Claude learns on its own too
CLAUDE.md isn’t just something you write. Claude Code also has auto memory: it saves its own notes about patterns it discovers, debugging insights, and architecture decisions. These are stored in ~/.claude/projects/<project>/memory/ and automatically loaded every session.
And there’s a handy shortcut: start a line with # during a session (for example # always use MUI components) and Claude saves it immediately as a memory rule.

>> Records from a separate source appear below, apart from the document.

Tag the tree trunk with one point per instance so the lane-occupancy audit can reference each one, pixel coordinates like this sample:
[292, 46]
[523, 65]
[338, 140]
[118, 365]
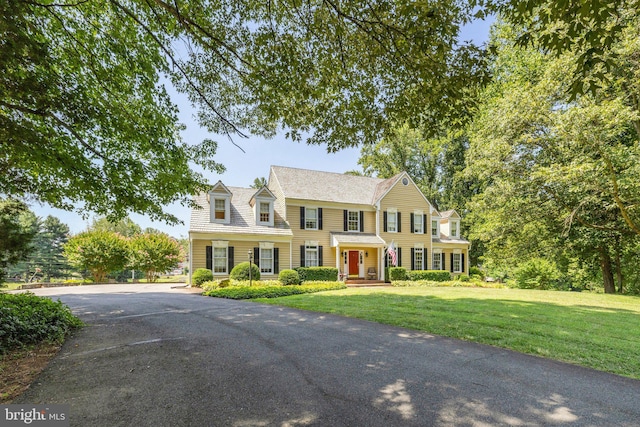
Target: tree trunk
[607, 272]
[619, 278]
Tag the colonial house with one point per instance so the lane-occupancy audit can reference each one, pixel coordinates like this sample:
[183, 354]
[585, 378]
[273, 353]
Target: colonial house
[311, 218]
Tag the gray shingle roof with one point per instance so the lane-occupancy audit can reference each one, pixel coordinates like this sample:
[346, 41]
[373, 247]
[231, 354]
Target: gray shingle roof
[242, 218]
[326, 186]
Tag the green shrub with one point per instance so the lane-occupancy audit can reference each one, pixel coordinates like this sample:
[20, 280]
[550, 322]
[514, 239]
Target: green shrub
[322, 274]
[200, 276]
[434, 275]
[537, 273]
[449, 283]
[215, 284]
[255, 283]
[397, 273]
[28, 319]
[246, 292]
[241, 272]
[289, 277]
[477, 272]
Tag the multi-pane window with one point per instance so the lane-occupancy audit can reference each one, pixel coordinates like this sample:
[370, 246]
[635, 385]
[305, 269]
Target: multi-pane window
[219, 260]
[454, 228]
[434, 228]
[266, 260]
[264, 211]
[219, 208]
[392, 221]
[418, 258]
[436, 263]
[311, 218]
[457, 263]
[353, 221]
[311, 256]
[418, 226]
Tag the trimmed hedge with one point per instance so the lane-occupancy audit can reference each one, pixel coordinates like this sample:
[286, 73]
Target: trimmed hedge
[241, 272]
[449, 283]
[289, 277]
[434, 275]
[246, 292]
[27, 319]
[317, 274]
[397, 273]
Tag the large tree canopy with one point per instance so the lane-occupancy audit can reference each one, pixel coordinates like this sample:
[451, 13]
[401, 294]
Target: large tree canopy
[85, 122]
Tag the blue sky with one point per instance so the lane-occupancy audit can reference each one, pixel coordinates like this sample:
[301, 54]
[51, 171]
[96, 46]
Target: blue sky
[243, 168]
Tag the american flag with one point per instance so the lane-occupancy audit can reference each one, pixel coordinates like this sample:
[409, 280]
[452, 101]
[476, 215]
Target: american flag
[391, 250]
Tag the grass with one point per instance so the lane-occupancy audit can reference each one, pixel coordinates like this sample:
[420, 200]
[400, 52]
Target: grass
[593, 330]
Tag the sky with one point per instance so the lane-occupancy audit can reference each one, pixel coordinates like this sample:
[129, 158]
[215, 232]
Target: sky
[243, 167]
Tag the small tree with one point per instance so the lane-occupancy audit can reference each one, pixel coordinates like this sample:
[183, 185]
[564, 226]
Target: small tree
[100, 252]
[154, 253]
[18, 226]
[200, 276]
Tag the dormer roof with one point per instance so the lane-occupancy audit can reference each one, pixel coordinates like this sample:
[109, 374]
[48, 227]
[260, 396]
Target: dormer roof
[262, 193]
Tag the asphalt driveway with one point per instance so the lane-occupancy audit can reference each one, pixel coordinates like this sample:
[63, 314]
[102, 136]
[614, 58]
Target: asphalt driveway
[156, 356]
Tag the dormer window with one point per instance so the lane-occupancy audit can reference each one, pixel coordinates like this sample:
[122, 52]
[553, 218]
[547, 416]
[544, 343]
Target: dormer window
[454, 229]
[265, 212]
[262, 204]
[435, 228]
[220, 209]
[220, 204]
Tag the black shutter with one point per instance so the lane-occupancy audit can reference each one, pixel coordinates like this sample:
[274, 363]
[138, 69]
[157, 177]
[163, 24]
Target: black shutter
[413, 255]
[230, 263]
[209, 258]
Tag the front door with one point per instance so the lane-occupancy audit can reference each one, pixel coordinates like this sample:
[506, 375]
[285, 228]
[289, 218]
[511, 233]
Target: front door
[354, 263]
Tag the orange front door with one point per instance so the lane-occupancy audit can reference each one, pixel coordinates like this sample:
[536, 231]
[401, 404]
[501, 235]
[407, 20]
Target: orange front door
[354, 261]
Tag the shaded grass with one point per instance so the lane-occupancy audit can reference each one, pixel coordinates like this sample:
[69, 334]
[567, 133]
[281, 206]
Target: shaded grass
[593, 330]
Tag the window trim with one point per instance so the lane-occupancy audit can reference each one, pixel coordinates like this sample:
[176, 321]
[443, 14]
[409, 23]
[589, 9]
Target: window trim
[311, 249]
[392, 213]
[214, 199]
[351, 221]
[418, 250]
[263, 270]
[418, 218]
[437, 228]
[455, 223]
[459, 261]
[306, 218]
[224, 259]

But the most powerful part is the feedback loop. When you correct Claude, you can say: “Add this to CLAUDE.md so you remember it.” Claude then writes the rule itself. Boris Cherny, the creator of Claude Code, recommends exactly this: “Invest in your CLAUDE.md file. After every correction, update it so you don’t make that mistake again. Claude is effective at writing rules for itself.”
This way your CLAUDE.md grows organically with your project — without turning it into a documentation project.
Tips to keep it sharp
Keep it short. CLAUDE.md is not a wiki. Aim for a maximum of 300 lines. The longer the file, the more Claude overlooks important rules. The official documentation explicitly warns about this: if your CLAUDE.md gets too long, Claude ignores half of it. Rule of thumb: if Claude already does something correctly without the instruction, remove that instruction.
Update it when you correct something. If you have to tell Claude Code a second time that your team doesn’t use controllers, put it in CLAUDE.md — or ask Claude to add it itself. You’ll never have to say it again.
Be specific. “We follow clean architecture” means nothing. “Services are in /Application/Services and always implement an interface from /Application/Interfaces” means everything.
Use imports for large projects. CLAUDE.md supports @path/to/file to include other files. This keeps the main file lean without losing context:
See @README.md for project overview and @docs/architecture.md for architecture.
Want to get started?
Open your terminal in your project:
claude
/init
See what Claude Code generates, adjust it with your own conventions, and notice the difference on your next prompt.
Yes, more context means more tokens — and that costs a bit more. But the time you save by not repeating the same corrections more than makes up for it.
Your AI is only as good as the context you give it. CLAUDE.md is that context.